# Using a wallwart for hot wire foam cutter



## Erebus (Jul 28, 2009)

I can't find the power supply I was using for my foam cutter, so I decided to use a wall wart. My problem is that if I leave it plugged in for too long, around 10 minutes, it will get hot, hear a pop, and then it is dead. I try to cut a piece, unplug it for a while, let it cool, then cut another one. Is there a way to where it won't die on me? Maybe using a DC type, I am pretty sure the ones I used are AC. I am just tired of being in the middle of a cut, then the wall wart dies, and I am stuck with my foam halfway cut. Once I get a little money, I am going to make the GOE one, but that is IF I get a better job. Any words of the wise?


----------



## Otaku (Dec 3, 2004)

Yeah, warts don't like to be running in a dead short condition. I killed a wart once just be leaving it connected to a DMM for a couple of minutes while I verified it's output. Luckily for you, your wart has thermal protection to prevent it being killed outright. A friend of mine uses an old electric train transformer that he got at a thrift store. It has an AC voltage output. He likes being able to vary the voltage according to the material he's cutting.
Perhaps a ceramic power resistor wired in series would help?


----------



## fritz42_male (May 5, 2009)

Wall warts are usually very cheaply made with low current capability. As Otaku said, try and find a model train transformer - it's an easy one.


----------



## corey872 (Jan 10, 2010)

I use a variac variable transformer for my cutter, but those can be pretty expensive unless you catch one on ebay. AC or DC should make no difference as it's basically just a big resistance heater. I wonder if a person could use a standard dimmer switch? Those are cheap, usually geared to run from 5% to 95% full power, work perfectly with resistive load such as light bulbs or foam cutters and can usually handle 600 watts. That would be a pretty big foam cutter!
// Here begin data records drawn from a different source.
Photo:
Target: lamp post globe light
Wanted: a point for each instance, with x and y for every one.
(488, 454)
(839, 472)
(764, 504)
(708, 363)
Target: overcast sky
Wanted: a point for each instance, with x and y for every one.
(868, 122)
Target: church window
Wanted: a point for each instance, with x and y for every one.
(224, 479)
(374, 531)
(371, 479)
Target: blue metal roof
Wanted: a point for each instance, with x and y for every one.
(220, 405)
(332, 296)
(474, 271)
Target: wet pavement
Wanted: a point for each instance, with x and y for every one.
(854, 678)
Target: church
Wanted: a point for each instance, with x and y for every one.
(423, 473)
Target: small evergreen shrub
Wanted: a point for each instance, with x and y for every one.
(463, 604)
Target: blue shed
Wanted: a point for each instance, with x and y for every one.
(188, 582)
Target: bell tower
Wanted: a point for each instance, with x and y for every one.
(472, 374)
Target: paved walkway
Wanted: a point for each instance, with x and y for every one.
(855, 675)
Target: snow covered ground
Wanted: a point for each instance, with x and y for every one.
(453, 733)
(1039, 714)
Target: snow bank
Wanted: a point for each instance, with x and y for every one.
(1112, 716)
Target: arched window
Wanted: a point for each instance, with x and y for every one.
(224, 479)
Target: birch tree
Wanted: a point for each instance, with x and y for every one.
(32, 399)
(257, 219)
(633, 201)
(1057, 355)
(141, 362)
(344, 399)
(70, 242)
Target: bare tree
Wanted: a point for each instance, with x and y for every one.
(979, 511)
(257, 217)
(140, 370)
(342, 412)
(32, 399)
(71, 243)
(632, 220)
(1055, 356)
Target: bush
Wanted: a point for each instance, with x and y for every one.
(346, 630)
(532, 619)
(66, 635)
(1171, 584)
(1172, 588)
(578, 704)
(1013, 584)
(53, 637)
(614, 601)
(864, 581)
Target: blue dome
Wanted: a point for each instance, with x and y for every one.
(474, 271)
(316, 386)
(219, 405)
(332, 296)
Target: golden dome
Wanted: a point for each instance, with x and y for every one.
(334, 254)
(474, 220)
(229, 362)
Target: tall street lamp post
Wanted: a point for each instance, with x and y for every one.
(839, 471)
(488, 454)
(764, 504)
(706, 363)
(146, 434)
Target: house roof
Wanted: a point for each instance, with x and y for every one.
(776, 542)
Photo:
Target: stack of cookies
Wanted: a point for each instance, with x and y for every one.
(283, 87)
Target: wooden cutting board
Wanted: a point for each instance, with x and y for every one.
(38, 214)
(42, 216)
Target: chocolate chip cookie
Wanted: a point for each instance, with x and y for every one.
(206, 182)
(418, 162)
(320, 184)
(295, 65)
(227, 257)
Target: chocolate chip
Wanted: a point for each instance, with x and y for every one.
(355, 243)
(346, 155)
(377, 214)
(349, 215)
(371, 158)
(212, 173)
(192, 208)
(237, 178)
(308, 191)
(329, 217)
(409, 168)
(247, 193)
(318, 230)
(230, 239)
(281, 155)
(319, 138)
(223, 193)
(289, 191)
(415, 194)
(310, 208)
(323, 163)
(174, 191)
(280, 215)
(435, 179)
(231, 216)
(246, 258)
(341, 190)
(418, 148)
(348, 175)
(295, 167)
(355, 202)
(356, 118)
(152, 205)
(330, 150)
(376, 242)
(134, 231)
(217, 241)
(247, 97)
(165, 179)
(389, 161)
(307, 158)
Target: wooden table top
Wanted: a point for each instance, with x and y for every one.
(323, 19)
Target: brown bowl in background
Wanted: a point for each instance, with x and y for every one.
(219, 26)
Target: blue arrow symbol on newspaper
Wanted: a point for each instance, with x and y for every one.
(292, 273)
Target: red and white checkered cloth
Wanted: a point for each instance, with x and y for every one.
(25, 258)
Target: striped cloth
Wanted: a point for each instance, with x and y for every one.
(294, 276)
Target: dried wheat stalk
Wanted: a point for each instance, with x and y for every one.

You'd obviously want to take precautions with the mains voltage - such as don't stand in a puddle of water and cut foam, but other than that it should be pretty safe.


----------



## halstaff (Nov 18, 2009)

I used the GOE how to for mine. Works great and easy to put together.
http://www.garageofevilnetwork.com/profiles/blogs/goe-labs-howtohotwire-foam


----------



## hpropman (Jul 27, 2008)

Here is how I made mine

http://www.hauntforum.com/showthread.php?t=16712&highlight=foam+cutting+table


----------



## halstaff (Nov 18, 2009)

hpropman's table design is great! I built my power supply using the GOE design but don't have access to a welder to build their table. Came across hpropman's design and it worked perfectly. Easy and inexpensive to build. The only change I will make to mine is to make a bigger table with a longer arm to cut wider pieces. I used my old router table and it doesn't give me enough clearance for the larger projects.


----------



## partsman (Feb 26, 2008)

I'm planning on making a hot wire cutter like this one:
http://blog.makezine.com/archive/2009/03/weekend_project_5minute_foam_factor_1.html
This week, I'll post some pics and maybe a quick vid of it in operation, I bought the transformer for it from ebay for 99 cents.


----------



## halstaff (Nov 18, 2009)

If you are going to use the cutter for larger pieces, you may want to make a longer rod. I will be modifying mine to be able to cut larger pieces.


----------



## DarkLore (Jan 25, 2009)

partsman said:


> I'm planning on making a hot wire cutter like this one:
> http://blog.makezine.com/archive/2009/03/weekend_project_5minute_foam_factor_1.html
> This week, I'll post some pics and maybe a quick vid of it in operation, I bought the transformer for it from ebay for 99 cents.


lol...I build one just like that a couple years ago. With the exact same train power supply. It didn't take long for me to burn out the supply.


----------